DC-AFLC is a coalition of more than a dozen local adult literacy providers, advocates, and charter schools united in its mission to improve quality and access to adult and family basic education in the District. Over the past 2 years, the DC-AFLC has realized impressive victories in advocating for increased funding and awareness of adult literacy in the District.
The week started with a panel discussion on the recently enacted Workforce Innovation and Opportunity Act (WIOA), a landmark piece of recent legislation that takes important steps toward improving the Federal government’s workforce development system. The expert panelists took a deeper look at the local implications of the law on adult literacy, youth, and workforce development and addressed the numerous questions that still remain.
Later in the week, over 200 Adult Education advocates and adult learners gathered at the Wilson Building, home of the District’s City Council, to discuss the importance of adult education programs. Students heard from a panel about the impact of low adult literacy on other social issues, received advocacy training and then divided into groups for meetings with Councilmembers and their staff. Several students had the opportunity to share their stories directly with Councilmembers, including Yvette Alexander, Anita Bonds, Muriel Bowser, and Kenyan McDuffie. Advocates also took the opportunity to thank Councilmembers for their past efforts on adult literacy and to build deeper awareness of the need for increased services. With more than 60,000 adults in the District lacking a high school diploma, the advocates pressed Councilmembers to show their support for adult learners moving forward through new programming, including the creation of an Innovation Fund for nonprofits to pilot proven best practice models in serving adult learners.
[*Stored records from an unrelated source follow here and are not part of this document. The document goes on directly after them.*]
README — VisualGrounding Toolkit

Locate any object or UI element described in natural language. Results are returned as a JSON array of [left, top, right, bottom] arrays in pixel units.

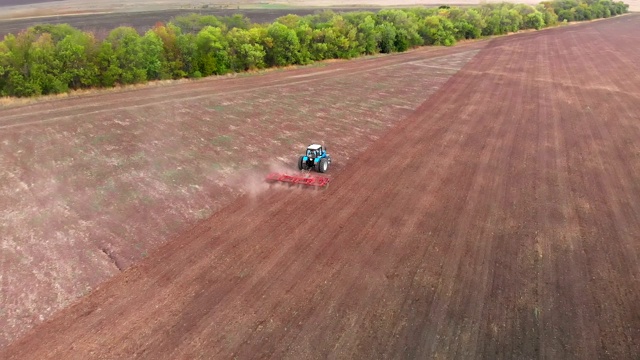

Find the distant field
[[0, 0, 61, 7]]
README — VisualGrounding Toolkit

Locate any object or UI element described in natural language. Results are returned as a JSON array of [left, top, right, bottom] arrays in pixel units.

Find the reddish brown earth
[[0, 43, 484, 347], [0, 15, 640, 359]]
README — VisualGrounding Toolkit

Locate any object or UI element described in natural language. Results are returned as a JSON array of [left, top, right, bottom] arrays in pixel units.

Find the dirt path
[[2, 15, 640, 359]]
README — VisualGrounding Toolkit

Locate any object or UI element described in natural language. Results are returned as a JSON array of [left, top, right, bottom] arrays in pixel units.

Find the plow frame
[[266, 173, 330, 187]]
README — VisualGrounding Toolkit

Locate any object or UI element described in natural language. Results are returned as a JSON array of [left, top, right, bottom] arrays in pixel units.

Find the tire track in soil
[[5, 13, 640, 358]]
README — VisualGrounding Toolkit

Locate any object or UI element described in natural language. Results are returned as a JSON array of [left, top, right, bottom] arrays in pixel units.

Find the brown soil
[[0, 15, 640, 359], [0, 39, 484, 346]]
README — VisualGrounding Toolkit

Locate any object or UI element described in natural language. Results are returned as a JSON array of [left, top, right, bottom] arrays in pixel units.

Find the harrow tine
[[265, 173, 330, 187]]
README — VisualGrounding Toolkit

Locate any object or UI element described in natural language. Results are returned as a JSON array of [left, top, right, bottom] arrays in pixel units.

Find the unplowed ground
[[2, 15, 640, 359]]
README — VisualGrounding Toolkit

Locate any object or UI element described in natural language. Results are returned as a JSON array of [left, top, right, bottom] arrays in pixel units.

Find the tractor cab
[[298, 144, 331, 172], [307, 144, 326, 159]]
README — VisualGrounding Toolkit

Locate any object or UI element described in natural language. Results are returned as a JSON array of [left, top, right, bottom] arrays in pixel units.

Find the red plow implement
[[267, 173, 330, 187]]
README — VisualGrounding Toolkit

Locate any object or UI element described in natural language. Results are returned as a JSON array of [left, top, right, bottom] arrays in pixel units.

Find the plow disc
[[267, 173, 329, 187]]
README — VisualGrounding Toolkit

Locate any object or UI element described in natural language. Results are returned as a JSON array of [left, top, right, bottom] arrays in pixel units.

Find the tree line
[[0, 0, 628, 97]]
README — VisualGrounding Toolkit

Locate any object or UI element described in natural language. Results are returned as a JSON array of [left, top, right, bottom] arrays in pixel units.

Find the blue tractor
[[298, 144, 331, 173]]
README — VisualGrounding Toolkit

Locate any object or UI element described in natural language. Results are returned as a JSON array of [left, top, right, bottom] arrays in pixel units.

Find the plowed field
[[0, 15, 640, 359]]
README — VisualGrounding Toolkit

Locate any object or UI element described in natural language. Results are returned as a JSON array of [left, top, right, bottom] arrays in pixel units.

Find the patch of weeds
[[205, 105, 224, 111], [276, 135, 294, 145], [196, 209, 212, 220], [211, 135, 233, 146], [209, 163, 223, 170], [91, 135, 110, 145]]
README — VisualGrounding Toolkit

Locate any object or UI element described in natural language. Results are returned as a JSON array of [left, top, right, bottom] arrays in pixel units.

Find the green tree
[[421, 16, 456, 46], [376, 22, 396, 54], [104, 26, 147, 84], [196, 26, 230, 76], [56, 32, 99, 89], [141, 30, 166, 80], [357, 15, 381, 55], [264, 22, 300, 66]]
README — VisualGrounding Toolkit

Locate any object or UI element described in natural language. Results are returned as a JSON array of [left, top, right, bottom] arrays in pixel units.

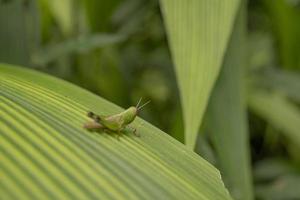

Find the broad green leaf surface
[[0, 64, 231, 200], [208, 3, 253, 200], [160, 0, 240, 148], [248, 90, 300, 147]]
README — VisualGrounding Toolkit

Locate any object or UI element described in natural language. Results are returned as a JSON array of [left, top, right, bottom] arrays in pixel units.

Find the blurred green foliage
[[0, 0, 300, 199]]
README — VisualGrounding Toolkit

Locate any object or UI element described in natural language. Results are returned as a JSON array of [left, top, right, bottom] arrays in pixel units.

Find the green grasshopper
[[83, 98, 150, 136]]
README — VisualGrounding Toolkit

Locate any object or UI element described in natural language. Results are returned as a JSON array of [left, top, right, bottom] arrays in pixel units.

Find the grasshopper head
[[123, 106, 138, 124]]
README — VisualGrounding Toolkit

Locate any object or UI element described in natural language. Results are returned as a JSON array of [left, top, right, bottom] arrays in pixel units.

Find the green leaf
[[39, 0, 74, 35], [248, 90, 300, 147], [32, 33, 126, 65], [207, 2, 253, 200], [0, 64, 231, 200], [251, 69, 300, 102], [160, 0, 240, 148]]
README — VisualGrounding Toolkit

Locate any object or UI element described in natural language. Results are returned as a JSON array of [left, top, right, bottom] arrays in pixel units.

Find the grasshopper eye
[[94, 116, 100, 123], [87, 112, 95, 118]]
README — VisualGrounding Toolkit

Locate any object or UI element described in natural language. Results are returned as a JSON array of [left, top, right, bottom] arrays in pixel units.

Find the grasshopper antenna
[[137, 100, 151, 110], [136, 97, 143, 108]]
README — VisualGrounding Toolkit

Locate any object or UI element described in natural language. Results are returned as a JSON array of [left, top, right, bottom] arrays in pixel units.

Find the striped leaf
[[0, 65, 231, 200], [160, 0, 240, 148], [208, 3, 253, 200]]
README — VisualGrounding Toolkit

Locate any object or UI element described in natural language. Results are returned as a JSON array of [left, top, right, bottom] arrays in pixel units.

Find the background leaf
[[0, 65, 230, 200], [160, 0, 240, 148], [207, 3, 253, 200], [248, 91, 300, 147]]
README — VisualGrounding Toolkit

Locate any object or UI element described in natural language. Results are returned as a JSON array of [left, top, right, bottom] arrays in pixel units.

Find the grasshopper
[[83, 98, 150, 137]]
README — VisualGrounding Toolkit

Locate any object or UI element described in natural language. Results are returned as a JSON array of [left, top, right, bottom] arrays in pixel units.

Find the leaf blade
[[0, 65, 230, 199], [160, 0, 240, 148]]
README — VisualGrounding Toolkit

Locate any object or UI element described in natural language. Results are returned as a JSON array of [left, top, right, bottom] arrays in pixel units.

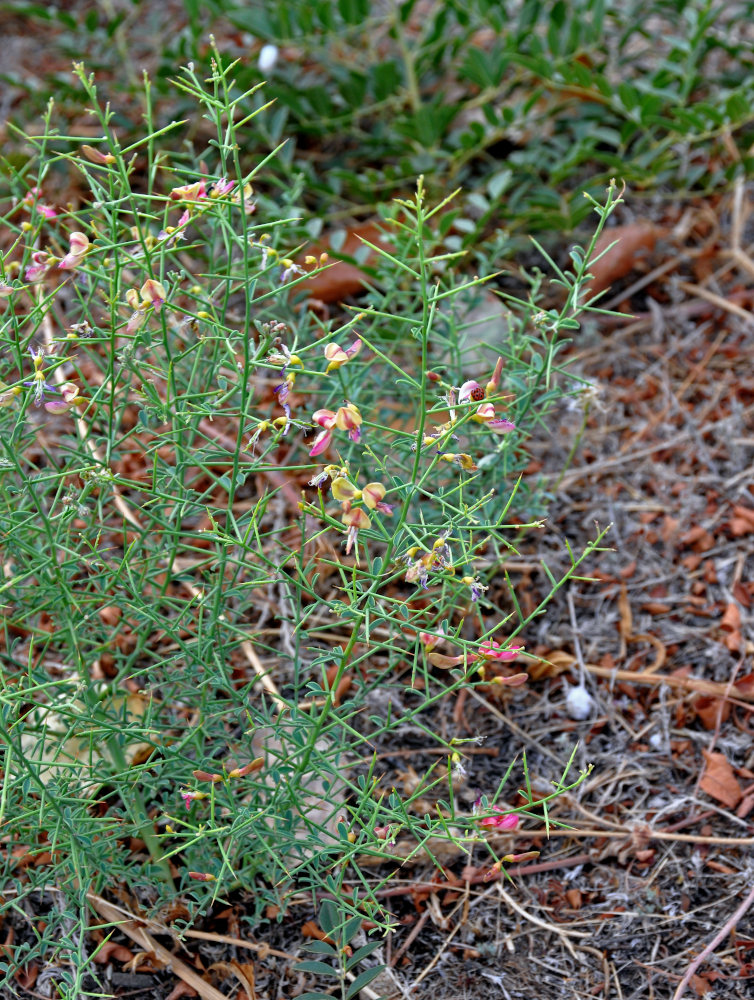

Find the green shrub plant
[[0, 52, 619, 1000]]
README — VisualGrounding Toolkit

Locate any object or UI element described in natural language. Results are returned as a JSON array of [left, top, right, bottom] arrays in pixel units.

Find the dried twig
[[673, 883, 754, 1000]]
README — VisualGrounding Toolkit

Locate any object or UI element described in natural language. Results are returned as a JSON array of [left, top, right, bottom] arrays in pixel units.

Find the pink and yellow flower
[[309, 403, 362, 458], [341, 507, 372, 562], [45, 382, 87, 413], [58, 233, 89, 271], [126, 278, 168, 336], [81, 145, 115, 166], [325, 337, 361, 375]]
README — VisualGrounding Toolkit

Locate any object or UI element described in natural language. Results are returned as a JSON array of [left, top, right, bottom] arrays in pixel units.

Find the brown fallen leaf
[[588, 222, 663, 295], [699, 750, 743, 809], [299, 222, 390, 303], [693, 696, 731, 729]]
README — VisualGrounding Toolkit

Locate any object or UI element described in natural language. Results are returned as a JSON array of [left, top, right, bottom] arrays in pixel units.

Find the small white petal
[[566, 684, 594, 720], [257, 45, 280, 73]]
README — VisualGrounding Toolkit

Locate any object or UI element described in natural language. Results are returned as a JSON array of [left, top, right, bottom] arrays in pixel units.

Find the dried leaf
[[699, 750, 742, 809], [694, 696, 731, 729], [589, 222, 662, 295], [300, 222, 390, 302]]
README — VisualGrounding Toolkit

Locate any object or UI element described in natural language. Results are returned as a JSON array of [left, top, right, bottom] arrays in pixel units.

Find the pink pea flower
[[45, 382, 86, 413], [309, 403, 362, 458], [280, 257, 306, 285], [479, 806, 518, 830], [427, 639, 528, 672], [24, 250, 56, 281], [361, 483, 393, 514], [471, 403, 516, 434], [341, 507, 372, 562], [180, 788, 207, 809], [325, 337, 361, 375], [451, 358, 516, 434], [23, 188, 58, 219], [24, 347, 55, 406], [211, 177, 236, 198], [474, 796, 518, 830], [170, 180, 207, 201], [126, 278, 168, 336], [477, 639, 524, 661], [58, 233, 89, 271], [81, 146, 115, 166]]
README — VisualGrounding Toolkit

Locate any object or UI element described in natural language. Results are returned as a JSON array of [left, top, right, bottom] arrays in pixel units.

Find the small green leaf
[[346, 965, 385, 1000], [296, 959, 335, 976], [319, 899, 340, 937]]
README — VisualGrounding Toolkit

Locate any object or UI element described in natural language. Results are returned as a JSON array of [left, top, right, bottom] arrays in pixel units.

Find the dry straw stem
[[673, 884, 754, 1000], [548, 648, 754, 709]]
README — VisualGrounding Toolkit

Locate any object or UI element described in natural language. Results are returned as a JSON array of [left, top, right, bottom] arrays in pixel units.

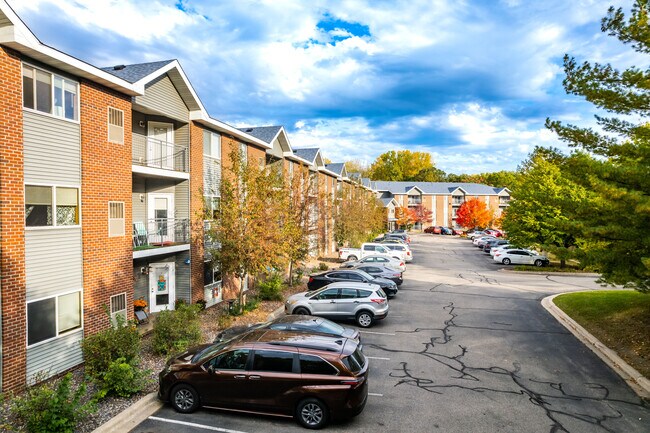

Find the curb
[[93, 392, 163, 433], [542, 292, 650, 400]]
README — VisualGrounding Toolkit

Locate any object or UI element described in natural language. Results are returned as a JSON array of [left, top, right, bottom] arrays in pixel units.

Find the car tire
[[296, 398, 329, 430], [356, 311, 374, 328], [169, 383, 199, 413]]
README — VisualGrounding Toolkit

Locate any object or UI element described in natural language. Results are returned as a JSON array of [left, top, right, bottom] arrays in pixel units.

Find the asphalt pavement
[[132, 235, 650, 433]]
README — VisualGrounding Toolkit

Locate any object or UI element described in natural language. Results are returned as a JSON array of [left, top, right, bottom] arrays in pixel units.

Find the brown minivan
[[158, 329, 368, 429]]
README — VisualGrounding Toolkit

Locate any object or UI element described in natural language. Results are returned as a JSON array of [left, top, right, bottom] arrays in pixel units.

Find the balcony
[[132, 134, 190, 178], [133, 218, 190, 259]]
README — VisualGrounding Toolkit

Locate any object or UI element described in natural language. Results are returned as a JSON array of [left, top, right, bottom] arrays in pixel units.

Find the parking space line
[[149, 416, 246, 433]]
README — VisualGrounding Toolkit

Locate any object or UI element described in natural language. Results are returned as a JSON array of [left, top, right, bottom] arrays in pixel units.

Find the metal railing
[[132, 134, 190, 173], [133, 218, 190, 249]]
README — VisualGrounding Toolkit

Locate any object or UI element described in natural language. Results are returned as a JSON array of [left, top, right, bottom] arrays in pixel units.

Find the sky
[[8, 0, 636, 174]]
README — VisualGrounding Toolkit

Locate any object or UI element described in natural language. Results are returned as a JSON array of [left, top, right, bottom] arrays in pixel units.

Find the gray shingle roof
[[100, 60, 174, 83], [373, 180, 499, 195], [237, 126, 282, 144], [293, 147, 320, 164]]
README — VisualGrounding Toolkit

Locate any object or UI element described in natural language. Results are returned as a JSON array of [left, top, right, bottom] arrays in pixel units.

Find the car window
[[340, 289, 358, 299], [317, 289, 339, 299], [253, 350, 293, 373], [300, 355, 338, 375], [206, 349, 250, 370]]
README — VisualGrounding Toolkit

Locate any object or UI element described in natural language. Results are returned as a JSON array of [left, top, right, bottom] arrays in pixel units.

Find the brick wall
[[0, 47, 27, 391], [80, 80, 133, 335]]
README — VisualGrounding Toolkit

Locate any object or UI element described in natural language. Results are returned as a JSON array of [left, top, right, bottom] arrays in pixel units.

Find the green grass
[[553, 290, 650, 377]]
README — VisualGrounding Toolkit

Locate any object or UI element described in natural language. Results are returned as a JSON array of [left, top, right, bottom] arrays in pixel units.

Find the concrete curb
[[542, 290, 650, 400], [93, 392, 163, 433]]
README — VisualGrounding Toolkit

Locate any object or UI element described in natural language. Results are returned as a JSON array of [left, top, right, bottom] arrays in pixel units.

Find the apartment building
[[370, 181, 510, 230]]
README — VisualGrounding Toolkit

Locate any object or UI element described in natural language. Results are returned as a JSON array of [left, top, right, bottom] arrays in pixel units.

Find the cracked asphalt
[[132, 235, 650, 433]]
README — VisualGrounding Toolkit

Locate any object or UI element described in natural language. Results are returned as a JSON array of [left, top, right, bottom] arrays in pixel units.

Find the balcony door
[[147, 122, 174, 170], [149, 262, 176, 313], [147, 192, 175, 246]]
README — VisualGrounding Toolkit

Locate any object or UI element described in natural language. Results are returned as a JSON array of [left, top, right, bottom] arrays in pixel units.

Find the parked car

Finally, the week wrapped-up with a “Big Tent” meeting of current and potential DC-AFLC members. During the meeting, members reflected on recent work, set priorities for the coming year, and announced the winners of the essay contest. Contest participants were asked to write a letter to a DC Mayoral candidate explaining why they came back to school and how they hoped an education would impact their lives and those of their families. Roughly 70 essays were submitted, and students from Academy of Hope Adult Public Charter School, Carlos Rosario Public Charter School, Washington Literacy Center, Briya Public Charter School and So Others Might Eat (SOME) took home first place prizes! In her winning essay, Academy of Hope student Dorris wrote, “I will stop at nothing when it comes to my success. I’ve learned that time waits for nobody. I’ve waited long enough, it’s time to strive, time to prosper, it’s time for me to live to my fullest potential, not only for my daughter and father, but finally I’m ready to do better, for me.”